As a followup to last week’s post regarding the number of stolen account credentials that show up on Pastebin daily, I’ve collected enough data to get a more accurate picture of the posting rate.
As a reminder, here was the first day’s data:
Start time: 20171113 2100UTC Credentials parsed to date: 792,488 Clean (unproblematic) credentials: 734,807 Unique clean credentials: 475,653
Credentials parsed to date: I’ve had a homebrew pastebin scraper analyzing new pastes, watching for email addresses, for a while now. This is where the number of credentials extracted stood as of Start time.
Clean (unproblematic) credentials: I wrote a somewhat lazy parser that attempts to help me identify patterns in the extracted paste bodies so I can more effectively grab credentials pasted in a variety of formats. There are still some that I haven’t quite worked through yet, so this count removes those, leaving only the ones I’m confident in.

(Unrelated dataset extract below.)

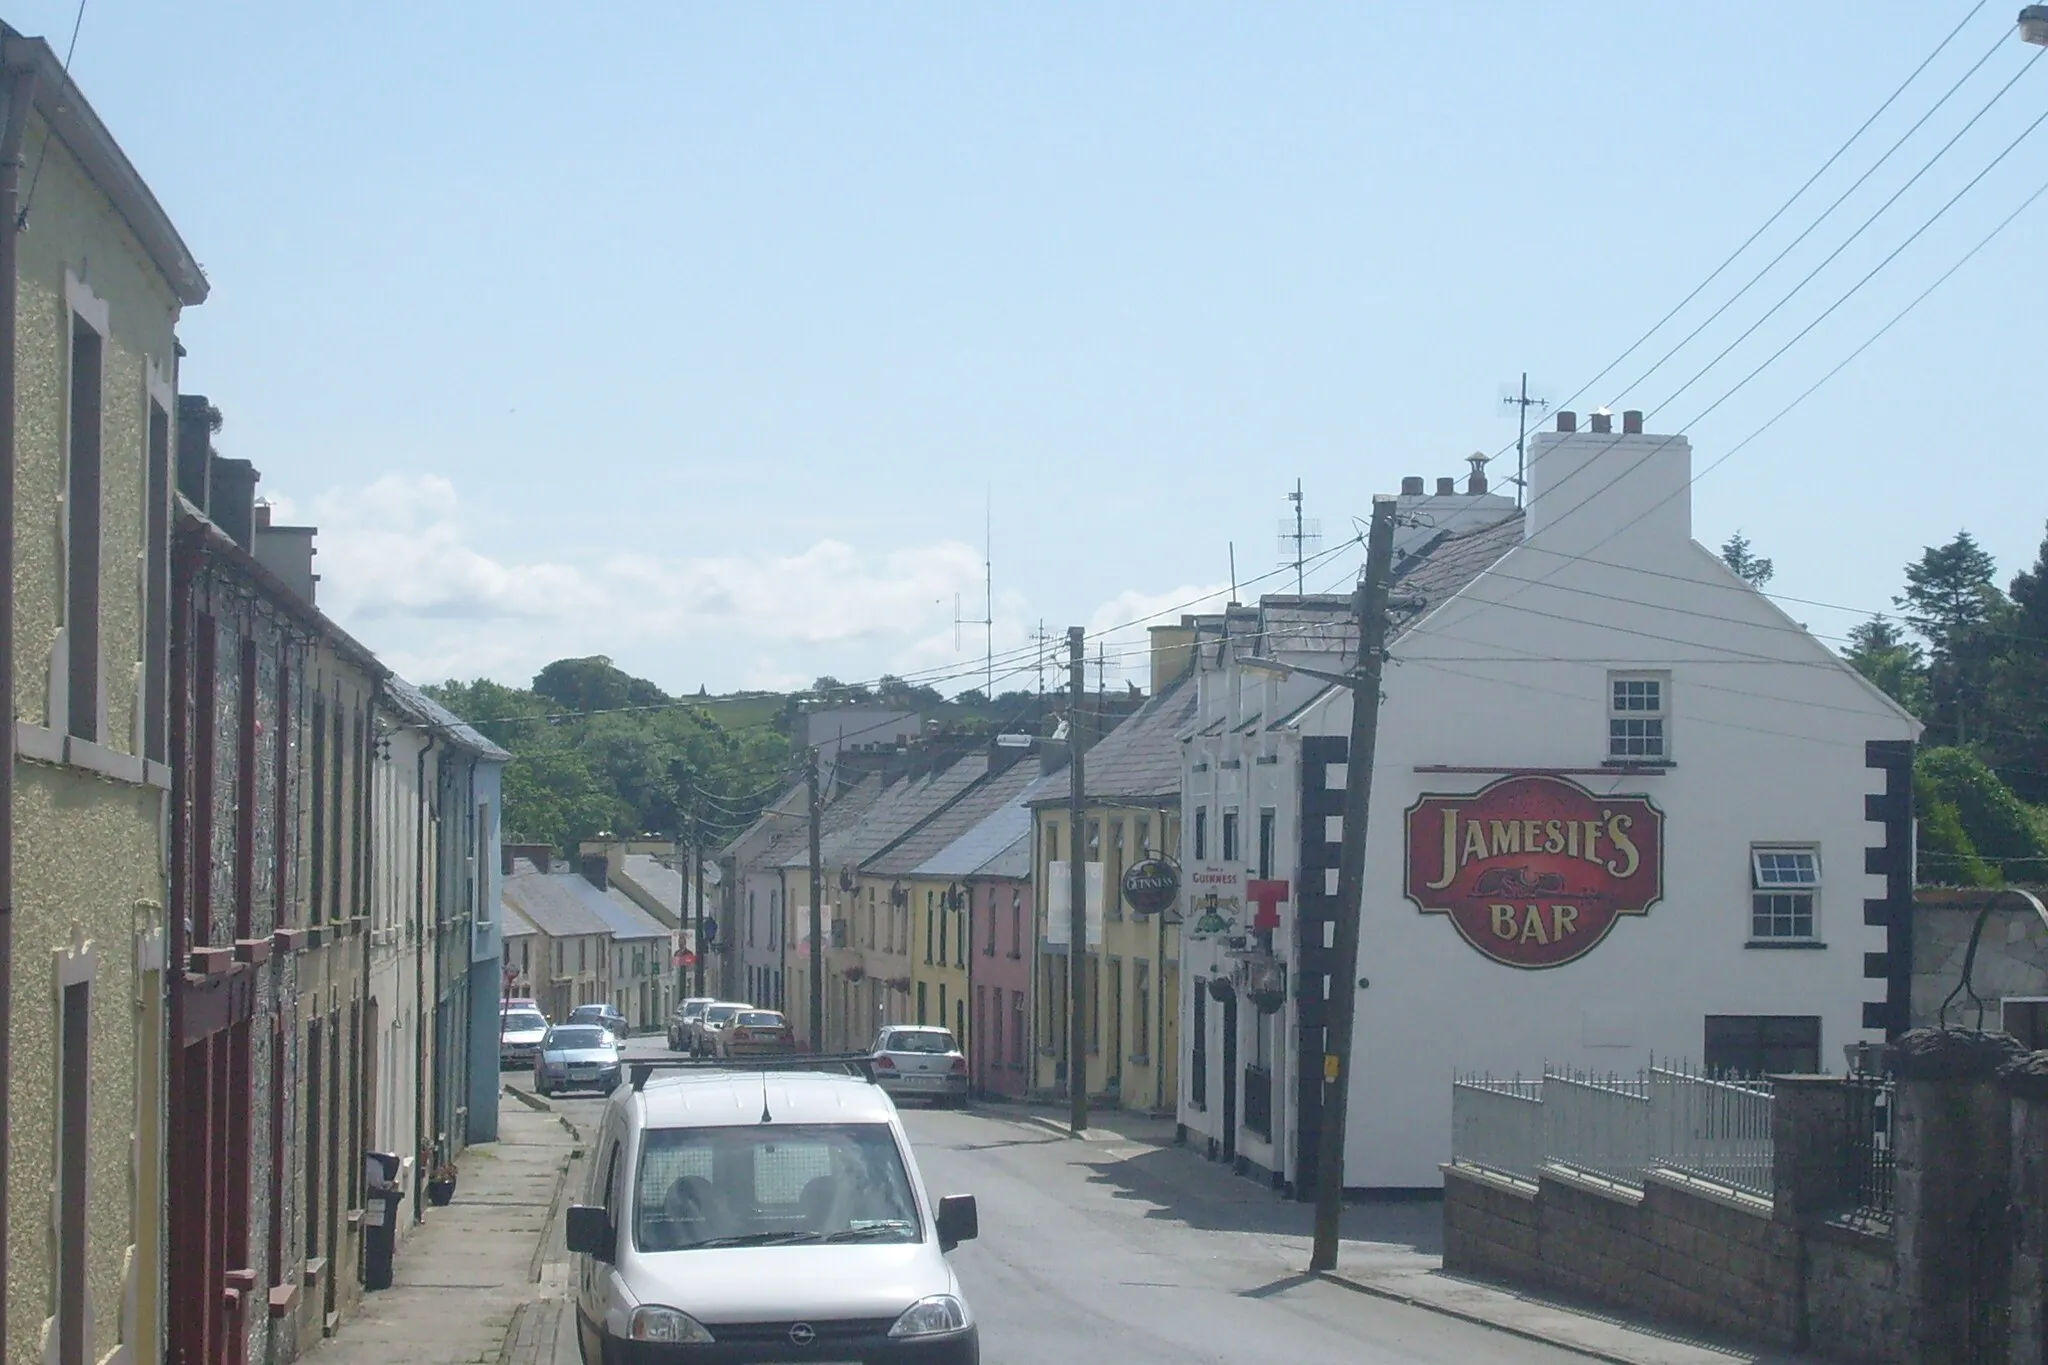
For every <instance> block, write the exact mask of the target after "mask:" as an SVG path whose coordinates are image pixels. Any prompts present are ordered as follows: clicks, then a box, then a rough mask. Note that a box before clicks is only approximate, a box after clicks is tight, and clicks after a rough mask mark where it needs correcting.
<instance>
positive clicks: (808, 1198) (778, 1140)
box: [633, 1124, 924, 1250]
mask: <svg viewBox="0 0 2048 1365" xmlns="http://www.w3.org/2000/svg"><path fill="white" fill-rule="evenodd" d="M922 1236H924V1234H922V1232H920V1224H918V1201H915V1197H913V1195H911V1191H909V1175H907V1173H905V1169H903V1154H901V1152H899V1150H897V1142H895V1134H893V1132H891V1130H889V1126H887V1124H786V1126H784V1124H743V1126H729V1128H655V1130H649V1132H647V1134H645V1138H643V1142H641V1166H639V1181H637V1183H635V1199H633V1244H635V1246H639V1248H641V1250H692V1248H700V1246H721V1244H754V1246H786V1244H797V1242H813V1244H823V1242H918V1240H922Z"/></svg>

Unique clean credentials: A count of the unique credentials parsed from the pastebin data extracted as of Start time.
the latest day’s data is:
Start time: 20171121 2100UTC Credentials parsed to date: 988,019 Clean (unproblematic) credentials: 887,403 Unique clean credentials: 523,298
So, the results:
Potential credentials posted per day: 24,441 Identified credentials posted per day: 19,074 Unique credentials posted per day: 5,956
Almost 6,000 new, unique credentials posted to Pastebin per day, modulo my script’s ability to accurately extract them.